SRF News: What exactly does the study show?

Katrin Zöfel: This study comes to the conclusion that the early corona measures had a measurable effect. And she puts numbers on it. That is new.

Can you also break this down into the individual measures?

The border closure decided on March 16, 2020, i.e. in the very first weeks of the pandemic, reduced the number of infections brought in by 90 percent. So this seems to show that such a measure probably made sense in order to slow down the momentum at least for a certain period of time. Especially because during this time abroad, especially in Alsace and northern Italy, the number of infections was much higher than in Switzerland.

At the same time, a partial lockdown was also decided. What does the study say about this measure?

According to the study, the lockdown has broken the chains of infection started by imported infections twice as quickly compared to the time after the lockdown. And finally, the contact tracing worked. This is the very complex measure where countless helpers informed about contacts of infected people and asked for quarantine.
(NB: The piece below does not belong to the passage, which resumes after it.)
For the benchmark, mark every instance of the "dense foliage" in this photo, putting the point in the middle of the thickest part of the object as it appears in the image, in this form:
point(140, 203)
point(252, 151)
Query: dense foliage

However, this measure was only really effective in the summer of 2020, when the infection dynamics were comparatively weak. According to the study, contact tracing has halved the number of infections that came from an infected person during this time. In autumn 2020, when the infection dynamics picked up sharply, contact tracing, as it was done in Switzerland, practically lost its effect. It’s almost been overrun.

It was a very big study. How did the researchers come to their results?

The researchers led by the epidemiologist Tanja Stadler are able to present these numbers because they sequenced a large number of virus samples early in the pandemic, a total of more than 11,000 in 2020. Such sequencing provides a kind of genetic fingerprint for each individual infection. Thanks to this data, the researchers were able to track which infection chains triggered how many cases where.

One result of the study is that around 90 percent fewer infections were imported into Switzerland after the borders were closed. Does this number surprise you?

Yes, that surprises. Many experts and also the World Health Organization were of the opinion that border closures had little effect and that it was more the measures taken in the country itself that mattered. The new figures from the study now indicate that, at least at the very beginning, the border closures made sense in order to decouple the domestic dynamics from those in other countries.

The conversation was conducted by Zoe Geissler.